Index Numbers Chapter Notes | Quantitative Aptitude for CA Foundation

Introduction

 Index numbers are useful tools for measuring how things change over time or between different places. They are similar to how we use the arithmetic mean to represent a set of values, but index numbers help us compare values from different periods or locations. The main idea behind creating index numbers is to average the relative changes in quantities or prices because relatives can be compared and added, even if the original data cannot. For instance, if wheat production increases to 110% of last year's production and cotton production rises to 105%, we can average these two percentages to show an overall increase of 107.5%. This is based on the assumption that both have equal importance. However, if wheat is twice as important as cotton, we should weight the percentages accordingly, giving wheat a weight of 2 and cotton a weight of 1. The average relatives obtained through this process are called index numbers. 

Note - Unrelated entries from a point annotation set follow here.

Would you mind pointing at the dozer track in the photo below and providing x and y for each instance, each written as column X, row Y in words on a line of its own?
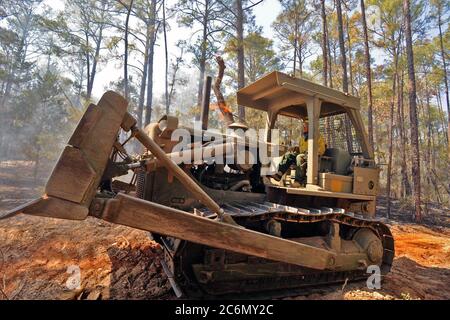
column 201, row 271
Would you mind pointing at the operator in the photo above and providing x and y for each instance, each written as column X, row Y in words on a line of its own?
column 296, row 158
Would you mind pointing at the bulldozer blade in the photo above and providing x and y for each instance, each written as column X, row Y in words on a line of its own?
column 149, row 216
column 73, row 182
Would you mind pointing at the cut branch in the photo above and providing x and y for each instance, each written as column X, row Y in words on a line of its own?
column 226, row 112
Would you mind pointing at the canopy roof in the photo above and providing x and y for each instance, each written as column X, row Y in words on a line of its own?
column 280, row 93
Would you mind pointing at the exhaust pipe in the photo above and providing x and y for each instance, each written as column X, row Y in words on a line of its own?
column 205, row 102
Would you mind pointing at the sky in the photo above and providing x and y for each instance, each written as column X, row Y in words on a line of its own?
column 265, row 13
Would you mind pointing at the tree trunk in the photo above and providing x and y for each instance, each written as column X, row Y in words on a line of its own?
column 342, row 47
column 140, row 114
column 240, row 51
column 403, row 141
column 125, row 62
column 324, row 44
column 202, row 61
column 148, row 113
column 391, row 129
column 415, row 156
column 444, row 62
column 368, row 73
column 94, row 63
column 166, row 59
column 350, row 71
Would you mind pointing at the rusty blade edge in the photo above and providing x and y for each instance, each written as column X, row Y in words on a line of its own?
column 19, row 209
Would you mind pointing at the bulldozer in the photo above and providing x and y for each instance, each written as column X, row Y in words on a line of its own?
column 232, row 228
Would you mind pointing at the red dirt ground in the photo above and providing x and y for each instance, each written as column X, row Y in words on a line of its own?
column 122, row 263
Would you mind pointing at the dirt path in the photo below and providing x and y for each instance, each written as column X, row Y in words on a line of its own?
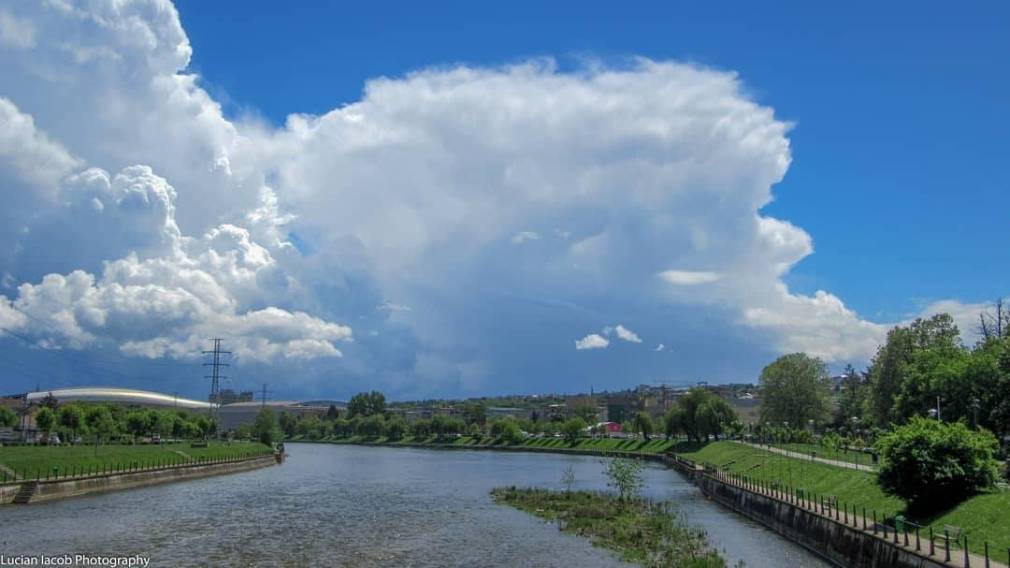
column 806, row 457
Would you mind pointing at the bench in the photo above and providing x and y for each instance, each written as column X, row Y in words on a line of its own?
column 950, row 535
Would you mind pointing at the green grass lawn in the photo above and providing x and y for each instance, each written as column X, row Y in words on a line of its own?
column 71, row 459
column 983, row 517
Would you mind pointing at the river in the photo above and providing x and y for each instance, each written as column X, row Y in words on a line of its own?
column 361, row 506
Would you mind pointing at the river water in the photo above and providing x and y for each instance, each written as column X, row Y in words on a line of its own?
column 358, row 506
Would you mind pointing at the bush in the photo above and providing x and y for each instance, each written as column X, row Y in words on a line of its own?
column 933, row 464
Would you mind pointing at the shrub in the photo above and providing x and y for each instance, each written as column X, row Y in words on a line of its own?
column 932, row 464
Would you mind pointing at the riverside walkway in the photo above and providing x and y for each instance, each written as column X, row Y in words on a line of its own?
column 802, row 456
column 912, row 541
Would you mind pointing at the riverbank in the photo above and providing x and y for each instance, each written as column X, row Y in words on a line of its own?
column 642, row 532
column 128, row 477
column 982, row 518
column 45, row 462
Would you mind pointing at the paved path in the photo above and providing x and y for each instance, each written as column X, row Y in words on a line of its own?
column 807, row 457
column 909, row 540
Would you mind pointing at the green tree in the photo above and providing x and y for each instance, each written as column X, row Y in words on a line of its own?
column 715, row 417
column 573, row 430
column 673, row 422
column 794, row 390
column 100, row 423
column 45, row 419
column 475, row 413
column 625, row 476
column 932, row 464
column 396, row 428
column 332, row 413
column 367, row 404
column 136, row 422
column 890, row 366
column 587, row 412
column 642, row 423
column 72, row 417
column 8, row 417
column 266, row 428
column 506, row 431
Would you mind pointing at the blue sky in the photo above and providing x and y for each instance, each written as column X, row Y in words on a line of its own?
column 456, row 199
column 900, row 113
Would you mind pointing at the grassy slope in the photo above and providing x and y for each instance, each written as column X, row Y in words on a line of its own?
column 837, row 455
column 43, row 458
column 645, row 534
column 983, row 517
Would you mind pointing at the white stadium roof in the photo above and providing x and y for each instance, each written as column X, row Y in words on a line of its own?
column 122, row 395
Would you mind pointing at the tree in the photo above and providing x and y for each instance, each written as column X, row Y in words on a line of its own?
column 587, row 412
column 45, row 419
column 8, row 417
column 625, row 476
column 642, row 423
column 573, row 430
column 71, row 417
column 506, row 431
column 889, row 367
column 794, row 390
column 852, row 398
column 266, row 428
column 475, row 413
column 673, row 422
column 136, row 422
column 100, row 423
column 715, row 416
column 367, row 404
column 933, row 464
column 396, row 428
column 332, row 413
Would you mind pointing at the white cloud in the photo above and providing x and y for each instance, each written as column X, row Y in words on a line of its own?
column 592, row 341
column 689, row 278
column 627, row 335
column 415, row 192
column 525, row 235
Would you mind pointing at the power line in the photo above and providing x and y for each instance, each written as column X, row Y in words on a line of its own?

Definition: An index number is a ratio that compares two or more time periods, with one of them being the base period. The value from the base period serves as the standard for comparison. 

Example: Index numbers are used in various contexts such as the National Stock Exchange (NSE), Bombay Stock Exchange (BSE), Wholesale Price Index (WPI), and Consumer Price Index (CPI). 

  •  An index time series consists of a list of index numbers for different time periods, all using the same base year for comparison. 
  •  Relatives are important because absolute numbers alone may not convey meaningful information. If the meaning of a relative figure is unclear, it is necessary to consider both the absolute and relative numbers for context. 

 Our focus is on various types of index numbers, their applications, mathematical tests, and the principles involved in their construction. Index numbers are relevant because they are used in techniques for making forecasts or inferences, such as regression analysis. In this context, either the independent or dependent variable, or both, may be expressed as index numbers. Index numbers are more manageable than large figures and are easier to understand. 

 There are two main types of index numbers: simple and composite. A simple index is calculated for a single variable, while a composite index is derived from two or more variables. Most index numbers are composite in nature. 

Question for Chapter Notes: Index Numbers
Try yourself:
What is the main idea behind creating index numbers?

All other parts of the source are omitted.